Obama Vows Response to 'N. Korea Cyber Attack'


TEHRAN (Tasnim) - The United States will "respond proportionately" to a North Korea cyber attack that damaged Sony Pictures Entertainment, President Barack Obama said, after the Federal Bureau of Investigation said Pyongyang was responsible.

"We will respond. We will respond proportionately and we'll respond in a place and time and manner that we choose," Obama told an end-of-year news conference at the White House on Friday.

"We cannot have a society in which some dictator (in) some place can start imposing censorship here in the United States."

Obama also said that Sony Pictures Entertainment "made a mistake" by cancelling the release of the movie, "The Interview," a satirical film about a plot to assassinate North Korea's leader.

"Sony is a corporation, they suffered significant damage, there were threats against its employees. I am sympathetic to the concerns that they faced," he said.

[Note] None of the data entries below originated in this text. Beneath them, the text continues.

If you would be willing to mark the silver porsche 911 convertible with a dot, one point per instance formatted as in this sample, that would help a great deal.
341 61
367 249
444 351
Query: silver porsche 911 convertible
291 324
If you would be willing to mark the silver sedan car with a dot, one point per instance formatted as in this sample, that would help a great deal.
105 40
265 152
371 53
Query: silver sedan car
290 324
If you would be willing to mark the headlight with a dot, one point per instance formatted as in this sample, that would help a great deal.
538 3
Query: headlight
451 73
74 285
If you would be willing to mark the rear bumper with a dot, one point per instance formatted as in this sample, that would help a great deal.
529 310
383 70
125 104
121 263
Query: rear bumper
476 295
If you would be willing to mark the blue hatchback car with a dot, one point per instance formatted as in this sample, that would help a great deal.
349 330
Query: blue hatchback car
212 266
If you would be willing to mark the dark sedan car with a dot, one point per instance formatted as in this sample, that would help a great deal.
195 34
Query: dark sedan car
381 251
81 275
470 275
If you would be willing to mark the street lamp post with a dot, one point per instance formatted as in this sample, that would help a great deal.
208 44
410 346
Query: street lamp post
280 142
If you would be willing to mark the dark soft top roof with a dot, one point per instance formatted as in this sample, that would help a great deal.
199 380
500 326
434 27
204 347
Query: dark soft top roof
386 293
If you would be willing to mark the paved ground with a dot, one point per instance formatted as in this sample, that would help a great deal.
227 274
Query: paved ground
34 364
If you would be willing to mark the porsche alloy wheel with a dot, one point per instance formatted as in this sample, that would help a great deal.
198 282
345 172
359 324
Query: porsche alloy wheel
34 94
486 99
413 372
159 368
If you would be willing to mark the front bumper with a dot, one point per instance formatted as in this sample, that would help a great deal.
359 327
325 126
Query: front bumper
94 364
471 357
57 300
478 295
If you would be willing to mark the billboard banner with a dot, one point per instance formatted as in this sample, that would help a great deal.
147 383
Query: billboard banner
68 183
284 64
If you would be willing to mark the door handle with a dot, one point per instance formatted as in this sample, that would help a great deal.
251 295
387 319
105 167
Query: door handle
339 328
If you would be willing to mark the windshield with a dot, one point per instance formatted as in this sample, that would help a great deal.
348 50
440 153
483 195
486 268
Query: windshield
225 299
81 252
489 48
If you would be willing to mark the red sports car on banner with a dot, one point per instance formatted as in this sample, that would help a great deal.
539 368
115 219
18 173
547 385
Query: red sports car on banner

"Having said all that, yes, I think they made a mistake. In this interconnected digital world, there are going to be opportunities for hackers to engage in cyber assaults both in the private sector and in the public sector."

The FBI said North Korea was responsible for the "destructive" cyber attack and vowed it would hunt down the perpetrators and make them pay.

"Such acts of intimidation fall outside the bounds of acceptable state behaviour," the FBI said in a statement on Friday, adding it would "identify, pursue, and impose costs and consequences on individuals, groups, or nation states who use cyber means to threaten the United States or US interests".

The FBI's case cited, among other factors, technical similarities between the Sony break-in and past "malicious cyber activity" linked directly to North Korea.

The FBI based its conclusion on the following points:

  • Malware used in the attack linked to previous cyber attacks that originated in North Korea.
  • The FBI also observed significant overlap between the infrastructure used in this attack and other past malicious cyber activity.
  • Separately, the tools used in the latest attack have similarities to a cyber attack in March of last year against South Korean banks and media outlets.

North Korea said it had nothing to do with the devastating attack, according to its UN diplomat, Al Jazeera reported.